Impactos operacionais e projeções futuras
Apesar do processo de proteção, a AirBaltic garantiu que seus voos continuarão operando normalmente. A empresa mantém sua base em Riga e pretende usar a reestruturação para tornar sua estrutura de capital mais sustentável, segundo Yves Schwyter, fundador da Vectus Intelligence.
O CEO Erno Hilden, que liderou a SAS durante sua própria recuperação judicial nos EUA, afirmou que a estratégia da AirBaltic será semelhante: focar na redução de custos, otimizar a frota e buscar parceiros estratégicos que possam aportar capital adicional.
O governo da Letônia, acionista majoritário da companhia, continua em busca de um investidor estratégico que possa assumir uma participação minoritária, complementando a já existente participação de 10% da Lufthansa.
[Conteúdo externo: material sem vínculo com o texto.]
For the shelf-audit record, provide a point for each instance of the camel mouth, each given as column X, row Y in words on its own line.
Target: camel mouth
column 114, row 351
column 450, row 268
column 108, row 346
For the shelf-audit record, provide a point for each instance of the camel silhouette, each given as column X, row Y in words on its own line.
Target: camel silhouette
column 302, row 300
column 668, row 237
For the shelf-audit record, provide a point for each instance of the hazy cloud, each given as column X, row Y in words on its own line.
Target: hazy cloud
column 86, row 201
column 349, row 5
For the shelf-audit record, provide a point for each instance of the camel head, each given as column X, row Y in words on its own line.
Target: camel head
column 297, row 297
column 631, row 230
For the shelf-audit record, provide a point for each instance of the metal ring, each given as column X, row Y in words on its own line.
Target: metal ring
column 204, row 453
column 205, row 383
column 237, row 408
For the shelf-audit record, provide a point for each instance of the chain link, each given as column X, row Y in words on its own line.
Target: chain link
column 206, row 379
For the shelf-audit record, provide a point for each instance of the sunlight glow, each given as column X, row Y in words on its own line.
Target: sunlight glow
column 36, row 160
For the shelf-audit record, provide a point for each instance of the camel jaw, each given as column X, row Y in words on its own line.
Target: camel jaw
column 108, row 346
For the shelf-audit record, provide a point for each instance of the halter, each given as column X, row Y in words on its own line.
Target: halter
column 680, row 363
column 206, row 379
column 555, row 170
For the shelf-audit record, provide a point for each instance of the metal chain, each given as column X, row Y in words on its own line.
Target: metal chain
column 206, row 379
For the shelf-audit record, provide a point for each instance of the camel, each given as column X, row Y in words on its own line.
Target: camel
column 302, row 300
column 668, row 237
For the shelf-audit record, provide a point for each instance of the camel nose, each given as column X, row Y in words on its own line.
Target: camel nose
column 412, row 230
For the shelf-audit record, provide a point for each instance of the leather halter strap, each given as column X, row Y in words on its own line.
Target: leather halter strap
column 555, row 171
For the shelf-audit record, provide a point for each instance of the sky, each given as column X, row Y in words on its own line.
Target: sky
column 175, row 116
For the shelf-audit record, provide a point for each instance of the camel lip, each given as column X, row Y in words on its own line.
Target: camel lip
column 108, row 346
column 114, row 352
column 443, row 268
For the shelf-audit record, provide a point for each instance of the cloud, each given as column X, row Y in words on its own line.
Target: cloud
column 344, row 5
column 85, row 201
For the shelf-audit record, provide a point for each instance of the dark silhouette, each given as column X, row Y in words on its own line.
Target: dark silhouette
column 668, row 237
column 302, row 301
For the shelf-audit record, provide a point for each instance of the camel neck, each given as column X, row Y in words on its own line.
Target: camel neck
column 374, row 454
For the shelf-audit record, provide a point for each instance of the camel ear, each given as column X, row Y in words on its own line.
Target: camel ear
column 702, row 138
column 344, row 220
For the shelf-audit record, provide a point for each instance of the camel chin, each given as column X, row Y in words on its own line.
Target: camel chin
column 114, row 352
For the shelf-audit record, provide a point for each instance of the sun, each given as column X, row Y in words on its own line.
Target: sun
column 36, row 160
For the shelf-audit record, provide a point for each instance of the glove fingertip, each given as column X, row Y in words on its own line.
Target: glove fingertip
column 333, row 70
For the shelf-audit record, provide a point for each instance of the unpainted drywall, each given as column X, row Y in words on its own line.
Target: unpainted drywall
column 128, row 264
Com a reestruturação, a AirBaltic espera melhorar sua liquidez e retomar o plano de expansão que previa dobrar a frota para 100 aeronaves. A meta de transformar Riga em um hub de conexões para passageiros provenientes da Rússia, Bielorrússia e Ucrânia permanece, embora a empresa tenha ajustado suas projeções de crescimento diante do cenário geopolítico incerto.
Outras companhias aéreas também enfrentam dificuldades semelhantes. A Spirit Airlines, dos EUA, entrou em falência em maio de 2024, e a AirAsia, do Sudeste Asiático, está buscando nova injeção de capital para sobreviver à mesma crise de combustível.
Analistas do setor apontam que a capacidade da AirBaltic de concluir a reestruturação até 2027 dependerá da estabilidade dos preços do combustível, da evolução das tensões entre EUA e Irã e da disposição dos credores em aceitar os novos termos de dívida.
Enquanto isso, a empresa mantém sua política de preços competitiva e continua a operar rotas que conectam a Letônia a destinos europeus e nórdicos, reforçando seu papel como porta de entrada para o mercado do Báltico.